@dowie @Angilion are you asking whether the consequences of global fasting using the sun were known and still intentionally enforced regardless of equality?
Your statement on control is widely agreed upon, the impact of these festivities are more likely unintentional and perhaps expected to be undertaken/delivered with common sense across the camps of followers. Time skews history, clouding intent.
Forgot to reply to this - I suspect that the person/people who came up with the rules simply weren't aware that it might be an issue in future.
Buddy seems to have decided this is two separate issues but really it's the same issue - simply that there are varying durations of night time hours depending on latitude, closer to the equator night time doesn't vary so much... further out it can vary quite a bit even to the point of no night time.
I can empathise with a range of viewpoints on religion but fundamentalists, people who are into literal interpretations etc.. still seem a bit odd. It's not like it's universal among muslims - I know various people who are muslims, would (generally) observe Ramadan etc... but are more doing it for cultural reasons/tradition etc..
When you start getting into this notion though that some bloke or some book is perfect and everything was foreseen etc.. then it becomes silly. That isn't a judgement on people believing in a god or gods or not but how you view your religion, religious text. Like say Christians who believe the earth is only 6000 years old etc. or some Hindus believing some sandbank/bridge was literally built by monkeys... that's where it gets a bit silly. Whether you believe in a god(s) or not you can still recognise this stuff was written by humans etc.. isn't perfect and lots of it contains rules etc.. that might have made more sense at the time etc...
This Norwegian example is a workaround a cleric had to come up with via a fatwa - the answer to that is that of course it is compatible with Islam, it can't contradict the Prophet's teachings etc.. well that (as a general viewpoint) is very dubious - clerics are just humans, any number of them issue fatwas, some of them might well have contradictory views, opinions etc... Was the Iranian fatwa to kill that notorious author compatible?
I just think it gets a bit silly when people claim something is perfect, everything was foreseen - you get trapped in a closed belief system like that and then all the flaws have to be explained away with convoluted explanations... essentially have to do some mental gaslighting to yourself and pretend that it's all so complicated etc...
I guess in the UK a large portion of the Muslim population comes from Pakistan/Bangladesh/India and can be quite conservative etc... in fact perhaps increasingly so no thanks to Saudi Arabia. On the other hand there are various muslims in the UK/West in general from North Africa, Iran etc.. who IME at least have tended to be rather more liberal, will drink alcohol etc.. treat it more as a cultural thing, general belief in "something", kind of like lots of Christians etc.. do. This can be a bit of a head **** for some more conservative UK muslims and some might claim that people not following some rules etc.. aren't proper muslims etc.. but then why should the conservative types have a monopoly on who gets to be muslim or not?

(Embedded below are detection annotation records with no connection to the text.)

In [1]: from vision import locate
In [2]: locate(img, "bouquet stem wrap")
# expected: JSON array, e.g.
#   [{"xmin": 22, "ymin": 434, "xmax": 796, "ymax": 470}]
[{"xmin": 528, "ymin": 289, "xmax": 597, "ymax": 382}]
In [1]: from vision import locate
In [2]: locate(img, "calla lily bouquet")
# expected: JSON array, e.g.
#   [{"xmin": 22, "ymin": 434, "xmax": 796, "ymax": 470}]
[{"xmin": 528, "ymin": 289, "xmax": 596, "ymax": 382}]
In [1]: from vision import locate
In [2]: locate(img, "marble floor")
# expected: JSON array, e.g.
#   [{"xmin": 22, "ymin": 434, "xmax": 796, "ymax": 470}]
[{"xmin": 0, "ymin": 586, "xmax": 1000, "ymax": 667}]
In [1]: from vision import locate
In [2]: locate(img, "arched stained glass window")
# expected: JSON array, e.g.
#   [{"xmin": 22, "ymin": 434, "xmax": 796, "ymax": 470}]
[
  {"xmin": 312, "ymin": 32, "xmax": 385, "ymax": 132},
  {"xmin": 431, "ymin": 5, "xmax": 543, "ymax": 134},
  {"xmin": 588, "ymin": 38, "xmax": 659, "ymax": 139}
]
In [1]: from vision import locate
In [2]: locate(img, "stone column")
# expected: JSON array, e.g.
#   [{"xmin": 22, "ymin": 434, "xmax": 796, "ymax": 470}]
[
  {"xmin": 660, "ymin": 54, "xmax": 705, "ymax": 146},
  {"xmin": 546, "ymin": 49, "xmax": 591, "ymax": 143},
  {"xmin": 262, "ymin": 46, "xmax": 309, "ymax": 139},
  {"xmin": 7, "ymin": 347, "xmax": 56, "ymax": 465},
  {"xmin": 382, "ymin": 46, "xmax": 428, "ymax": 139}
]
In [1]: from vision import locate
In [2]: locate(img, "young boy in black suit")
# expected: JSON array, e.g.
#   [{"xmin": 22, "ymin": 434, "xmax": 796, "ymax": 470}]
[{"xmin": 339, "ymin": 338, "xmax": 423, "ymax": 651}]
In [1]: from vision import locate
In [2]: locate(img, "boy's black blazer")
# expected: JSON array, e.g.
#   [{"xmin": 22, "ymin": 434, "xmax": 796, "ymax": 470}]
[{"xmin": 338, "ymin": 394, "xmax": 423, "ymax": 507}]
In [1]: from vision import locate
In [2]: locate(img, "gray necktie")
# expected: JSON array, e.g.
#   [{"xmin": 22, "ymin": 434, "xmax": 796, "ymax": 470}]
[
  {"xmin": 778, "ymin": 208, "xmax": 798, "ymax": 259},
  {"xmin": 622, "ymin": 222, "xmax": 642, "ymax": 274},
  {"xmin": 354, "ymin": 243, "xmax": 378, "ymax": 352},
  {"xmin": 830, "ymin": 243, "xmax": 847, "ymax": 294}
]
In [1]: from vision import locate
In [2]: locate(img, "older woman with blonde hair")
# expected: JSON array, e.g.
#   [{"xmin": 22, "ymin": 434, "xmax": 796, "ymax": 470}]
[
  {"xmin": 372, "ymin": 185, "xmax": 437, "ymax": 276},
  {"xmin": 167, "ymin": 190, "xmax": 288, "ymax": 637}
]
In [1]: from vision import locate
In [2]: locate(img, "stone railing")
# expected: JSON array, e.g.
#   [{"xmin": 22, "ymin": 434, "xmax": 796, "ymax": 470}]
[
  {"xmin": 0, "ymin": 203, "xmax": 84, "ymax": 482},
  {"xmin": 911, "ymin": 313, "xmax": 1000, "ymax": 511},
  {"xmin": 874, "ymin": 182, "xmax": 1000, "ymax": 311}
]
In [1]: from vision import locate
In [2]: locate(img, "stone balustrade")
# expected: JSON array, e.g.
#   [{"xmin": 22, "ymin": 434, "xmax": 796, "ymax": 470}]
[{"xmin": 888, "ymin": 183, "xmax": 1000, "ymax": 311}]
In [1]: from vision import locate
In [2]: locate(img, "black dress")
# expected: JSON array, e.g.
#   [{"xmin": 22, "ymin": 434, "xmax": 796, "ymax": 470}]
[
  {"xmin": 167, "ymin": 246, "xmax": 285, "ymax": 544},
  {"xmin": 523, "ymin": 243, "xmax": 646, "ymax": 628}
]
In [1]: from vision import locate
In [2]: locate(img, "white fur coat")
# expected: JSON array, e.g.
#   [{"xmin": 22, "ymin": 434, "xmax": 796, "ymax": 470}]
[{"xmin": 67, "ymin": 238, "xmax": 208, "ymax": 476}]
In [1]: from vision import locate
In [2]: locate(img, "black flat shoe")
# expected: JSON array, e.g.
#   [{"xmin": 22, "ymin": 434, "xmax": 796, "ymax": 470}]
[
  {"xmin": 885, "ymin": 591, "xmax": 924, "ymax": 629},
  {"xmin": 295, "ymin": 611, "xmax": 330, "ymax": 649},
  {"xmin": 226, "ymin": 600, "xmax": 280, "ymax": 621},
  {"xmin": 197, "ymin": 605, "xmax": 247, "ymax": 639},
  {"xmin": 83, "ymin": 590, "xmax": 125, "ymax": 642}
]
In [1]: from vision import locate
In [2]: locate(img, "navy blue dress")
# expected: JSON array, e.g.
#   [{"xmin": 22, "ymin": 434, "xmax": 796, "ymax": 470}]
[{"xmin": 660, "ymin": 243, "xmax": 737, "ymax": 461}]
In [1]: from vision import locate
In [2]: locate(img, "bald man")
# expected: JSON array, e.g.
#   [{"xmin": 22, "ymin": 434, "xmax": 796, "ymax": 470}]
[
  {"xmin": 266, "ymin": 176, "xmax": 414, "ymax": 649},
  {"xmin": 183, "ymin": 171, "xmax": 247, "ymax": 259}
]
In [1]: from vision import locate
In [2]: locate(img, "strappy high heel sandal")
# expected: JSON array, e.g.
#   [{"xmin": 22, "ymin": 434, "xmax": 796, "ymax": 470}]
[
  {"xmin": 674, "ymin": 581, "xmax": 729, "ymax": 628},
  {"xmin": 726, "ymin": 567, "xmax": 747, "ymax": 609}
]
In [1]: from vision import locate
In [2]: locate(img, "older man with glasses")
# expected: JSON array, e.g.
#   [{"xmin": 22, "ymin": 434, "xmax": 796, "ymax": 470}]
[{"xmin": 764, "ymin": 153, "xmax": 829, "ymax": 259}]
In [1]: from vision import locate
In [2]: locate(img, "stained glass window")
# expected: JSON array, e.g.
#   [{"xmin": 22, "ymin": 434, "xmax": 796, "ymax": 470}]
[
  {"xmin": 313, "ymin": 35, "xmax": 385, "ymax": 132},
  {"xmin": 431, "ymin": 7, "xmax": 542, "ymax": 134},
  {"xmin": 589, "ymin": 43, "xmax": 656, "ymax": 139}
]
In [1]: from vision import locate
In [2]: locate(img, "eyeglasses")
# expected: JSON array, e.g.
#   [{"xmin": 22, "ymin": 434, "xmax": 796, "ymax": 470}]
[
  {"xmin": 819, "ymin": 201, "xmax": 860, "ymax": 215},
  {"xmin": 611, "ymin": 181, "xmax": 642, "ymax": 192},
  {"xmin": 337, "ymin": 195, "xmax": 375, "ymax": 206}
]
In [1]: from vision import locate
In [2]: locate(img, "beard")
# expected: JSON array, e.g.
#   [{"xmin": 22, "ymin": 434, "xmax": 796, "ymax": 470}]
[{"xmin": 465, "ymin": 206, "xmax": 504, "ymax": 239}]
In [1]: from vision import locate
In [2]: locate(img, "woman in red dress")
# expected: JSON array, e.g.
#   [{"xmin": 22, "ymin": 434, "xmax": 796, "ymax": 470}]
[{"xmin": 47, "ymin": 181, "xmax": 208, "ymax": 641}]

For example I know an Egyptian girl who used to like clubbing, would drink alcohol - a British Pakistani co-worker was disgusted by it when he found out she was muslim, referred to her as a ****ing ****. There was a Moroccan girl at a previous workplace who used to drink too, except during Ramadan - to some people she's not a proper muslim.
Some conservatives can be a bit hypocritical though - for example we questioned the colleague who got angry - "are you a virgin then?" etc.. technical sex before marriage is a no no... yet I'd suspect that even male muslims from conservative backgrounds break that rule and conversely expect/demand their female relatives to adhere to it. This guy used to smoke too and spread bet - IIRC there have been fatwas against smoking (and harming yourself like that is often considered haram), likewise gambling is against the rules... but apparently "trading" with a spread betting company doesn't count etc...
I don't think the more conservative type views will last more than a generation or two in the UK, hopefully in the future more people will be a bit more liberal about this stuff - see it as more of a cultural, tradition thing etc... It doesn't make them or their beliefs any less valid because they're not fundamentalists or conservatives - you can have a relaxed attitude to religion and still identify as Muslim, could decide it is more sensible to observe Ramadan according to Mecca time etc.. if there are shorter nights where you are - it doesn't necessarily need a fatwa etc.. it's your own decision/belief/interpretation etc.. that ultimately counts.